The interaction between different healthcare professionals is a critical part of successful patient care, and establishing and improving this interprofessional communication has been the focus of two recent educational activities at Baylor.

Both activities were part of a National Institutes of Health five-year grant to Baylor titled Relationship-Centered Transformation of Curricula. Dr. Elizabeth Nelson, associate professor of medicine, is the principal investigator of the grant.

Interprofessional Crisis Management

The Interprofessional Crisis Management Activity was held Aug. 21. Ten Baylor medical students participated in this innovative, collaborative activity highlighting crisis management skills in a disaster setting. The students triaged and managed more than 30 standardized patients and volunteers. These mock patients were moulaged to reflect a disaster situation with injuries and the potential release of infectious pathogens at the National School of Tropical Medicine. The training was led by Dr. Tyson Pillow, assistant professor of medicine – emergency medicine and director of the Simulation and Standardized Patient Program.

The student participants were tasked with running an “urgent care” area as part of the disaster response. They worked alongside eight emergency medicine technicians from Rice University and one paramedic from Montgomery County EMS, who also were trained as part of the activity.

The students performed very well, providing excellent care for all of their patients, even in the face of a potential exposure risk to themselves embedded in the scenario, Pillow said.

“Since this was part of a grant focusing on interprofessional education activities for medical students, the focus of the activity was not primarily on disaster medicine and training. Instead, it focused on areas of key importance that are not typically addressed in standard training, including interacting with local agencies, identifying critical communication needs, distinguishing elements in emergencies that impact population health, assessing and adjusting leadership roles and recognizing and managing emotions in a crisis situation,” Pillow said.

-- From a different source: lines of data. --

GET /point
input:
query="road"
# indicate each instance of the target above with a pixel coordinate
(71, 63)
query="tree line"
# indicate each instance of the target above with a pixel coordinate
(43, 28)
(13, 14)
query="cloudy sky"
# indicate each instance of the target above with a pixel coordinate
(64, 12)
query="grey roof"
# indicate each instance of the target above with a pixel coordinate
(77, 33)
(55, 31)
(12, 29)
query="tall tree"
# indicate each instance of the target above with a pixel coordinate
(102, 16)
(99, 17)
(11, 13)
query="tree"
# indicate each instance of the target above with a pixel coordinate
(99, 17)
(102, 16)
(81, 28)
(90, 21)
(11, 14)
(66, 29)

The initial feedback from those involved, including participants, volunteers and standardized patients, was uniformly positive, he added, and the goal is to include this activity as a regular offering in the medical student curriculum.

The Interprofessional Crisis Management planning committee included Dr. Cayla Teal, Dr. Anne Gill, Dr. Sarah Bezek, Butch Roberson, Hashim Zaidi, Lisa Basgall and Linda Stelljes.

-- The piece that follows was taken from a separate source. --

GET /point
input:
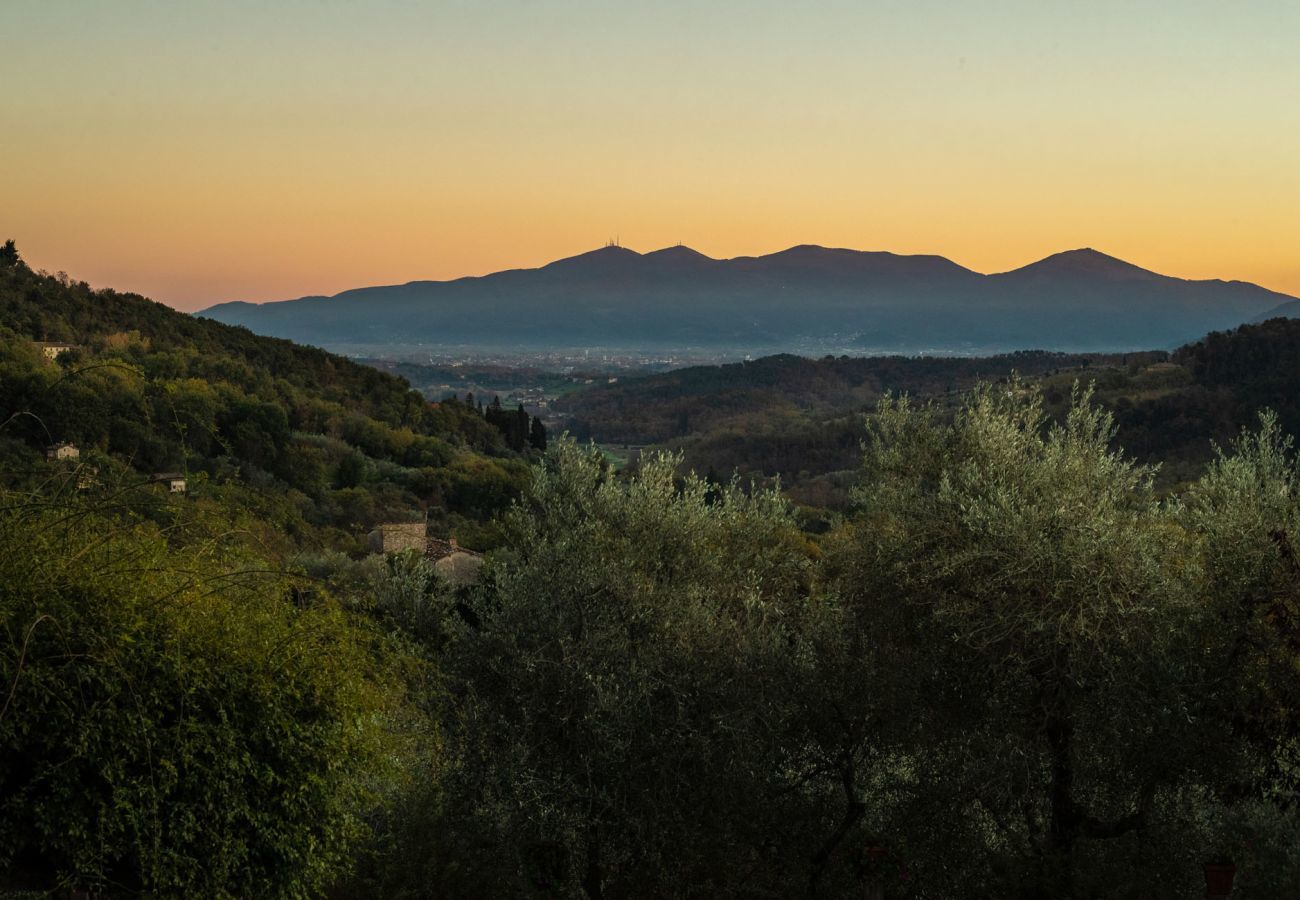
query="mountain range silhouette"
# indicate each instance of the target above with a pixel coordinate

Second-Year Patient Safety Course

A collaborative, interprofessional approach was also the focus of the BCM Second-Year Patient Safety Course held Sept. 23 in Cullen Auditorium. In addition to the 185 second-year Baylor medical students, the event included 75 nursing students from Texas Women’s University and 43 pharmacy students from the University of Houston College of Pharmacy, along with faculty from all three institutions.

“Professional education is front and center in our curriculum here, with the idea that as health care professionals, we have to be able to work in teams and to collaborate to benefit the patient by improving outcomes and patient safety,” said Dr. Anne Gill, associate professor of pediatrics and medical ethics and director of longitudinal programs at Baylor. “We’re very excited about the cooperation and collaboration with our educational colleagues in nursing and pharmacy.”

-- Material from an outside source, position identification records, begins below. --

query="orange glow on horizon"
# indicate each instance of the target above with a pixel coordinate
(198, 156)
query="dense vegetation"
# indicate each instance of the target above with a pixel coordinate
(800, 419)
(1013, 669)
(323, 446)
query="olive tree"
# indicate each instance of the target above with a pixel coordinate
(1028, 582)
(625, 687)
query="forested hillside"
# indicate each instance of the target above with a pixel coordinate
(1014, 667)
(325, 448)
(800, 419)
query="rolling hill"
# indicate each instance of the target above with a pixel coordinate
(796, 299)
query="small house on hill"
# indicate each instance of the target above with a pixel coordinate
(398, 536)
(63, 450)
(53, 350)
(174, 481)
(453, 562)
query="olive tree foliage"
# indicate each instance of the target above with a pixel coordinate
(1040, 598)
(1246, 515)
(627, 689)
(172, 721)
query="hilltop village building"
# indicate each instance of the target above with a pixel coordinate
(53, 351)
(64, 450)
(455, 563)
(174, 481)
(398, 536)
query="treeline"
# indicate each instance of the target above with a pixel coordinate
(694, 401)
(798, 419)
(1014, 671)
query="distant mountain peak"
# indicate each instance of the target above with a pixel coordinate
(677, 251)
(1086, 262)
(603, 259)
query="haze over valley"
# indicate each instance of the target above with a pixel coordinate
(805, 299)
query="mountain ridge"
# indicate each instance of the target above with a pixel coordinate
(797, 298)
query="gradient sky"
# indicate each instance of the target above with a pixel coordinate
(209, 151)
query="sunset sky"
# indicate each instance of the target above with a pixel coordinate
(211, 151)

The participating students were presented with a case study, and then broke into small discussion groups that included students from all three schools as well as a faculty leader. The case involved a 70-year-old man who came to the emergency room after a fall but was eventually diagnosed with a subdural hematoma, or bleeding in the brain, after collaboration by the emergency room physician, nurse and pharmacist.

The case was broken into four parts, with group discussion after each one. Specific objectives included:

  • Organize and communicate information with patients, families and healthcare team members in a form that is understandable, avoiding discipline-specific terminology when possible.
  • Listen actively, and encourage ideas and opinions of other team members
  • Recognize how one’s own uniqueness, including experience level, expertise, culture, power and hierarchy within the healthcare team, contributes to effective communication, conflict resolution and positive interprofessional working relationships.
  • Communicate consistently the importance of teamwork in patient-centered and community-focused care.

The course was piloted last year and expanded based on that success, Gill said.

“While we still need to analyze student evaluations of the course, I think it was a very positive experience for everyone involved,” she said. “It’s unique to have a gathering of students and faculty from different disciplines in the classroom setting rather than the clinical setting,” she added.